Atualmente existem mais de 15.000 pessoas cadastradas na lista de transplantes de órgão, só no estado de São Paulo. Já no Brasil, o número total de pacientes que esperam algum órgão chega a quase 70.000. Os órgãos mais requisitados para transplante são as córneas e os rins e somente em dois estados (Roraima e Tocantins) não existem Centrais Estaduais de Transplantes. Além deles, o Amapá ainda não possui pacientes em lista de espera, por não ter serviços de transplantes credenciados.

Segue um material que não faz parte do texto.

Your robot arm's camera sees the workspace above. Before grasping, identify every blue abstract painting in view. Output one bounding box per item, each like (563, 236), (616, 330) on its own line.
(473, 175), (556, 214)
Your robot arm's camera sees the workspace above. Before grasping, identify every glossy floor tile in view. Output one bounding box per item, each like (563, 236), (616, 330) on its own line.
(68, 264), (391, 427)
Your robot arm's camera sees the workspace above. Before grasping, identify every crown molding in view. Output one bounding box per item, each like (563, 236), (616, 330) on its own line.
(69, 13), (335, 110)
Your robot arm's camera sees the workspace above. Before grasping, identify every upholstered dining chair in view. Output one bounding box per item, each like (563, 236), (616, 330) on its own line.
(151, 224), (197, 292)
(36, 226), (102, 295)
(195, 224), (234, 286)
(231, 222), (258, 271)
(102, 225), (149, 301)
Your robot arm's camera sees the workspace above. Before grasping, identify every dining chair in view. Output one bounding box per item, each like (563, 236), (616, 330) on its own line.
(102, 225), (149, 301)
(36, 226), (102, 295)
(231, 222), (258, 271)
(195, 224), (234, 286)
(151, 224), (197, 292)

Nos últimos 8 anos foram realizados quase 100.000 transplantes de órgãos no país, sendo que somente no primeiro semestre de 2008 foram contabilizados 8365 transplantes.

De acordo com os dados divulgados pelo Ministério da Saúde o grande problema da baixa disponibilidade de órgãos para transplante é decorrente da falta de notificação do diagnostico de morte encefálica às Centrais de Transplante. Assim, quase 60% dos possíveis doadores são desperdiçados.

Segunda chance

“Paulinha [Paula Fuad Bichara] viveu seus 18 anos de vida plenamente”, diziam os amigos e familiares. Dançava, brincava, estudava, como todas as garotas de sua idade. A única diferença eram as debilidades físicas, a necessidade de uma grande quantidade de medicamentos e “visitas” periódicas à UTI do Instituto da Criança, no Hospital das Clínicas.

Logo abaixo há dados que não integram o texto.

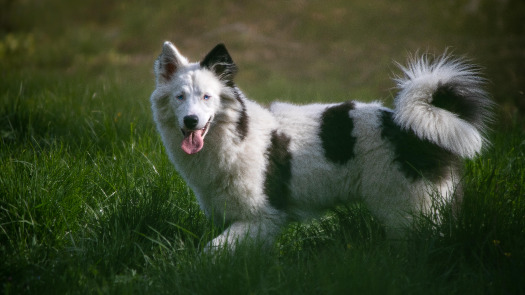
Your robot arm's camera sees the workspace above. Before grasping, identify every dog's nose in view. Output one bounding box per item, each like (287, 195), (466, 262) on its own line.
(184, 115), (199, 129)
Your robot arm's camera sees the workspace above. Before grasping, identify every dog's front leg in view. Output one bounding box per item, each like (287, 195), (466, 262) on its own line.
(204, 218), (282, 252)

O seu pulmão não chegou a tempo, mas entre os parentes e amigos permaneceu a sensação de uma vida bem vivida.

Porém, a vida da menina Eloá durou 15 anos completos de muita saúde. O imprevisto de sua morte proporcionou paradoxalmente dor e alegria, como aconteceu com a menina Bichara. Porém o “resquício” de vida de Eloá possibilitou uma segunda chance a uma jovem de 18 anos, que foi operada no Instituto do Coração (Incor) e agora respira com os dois pulmões da garota.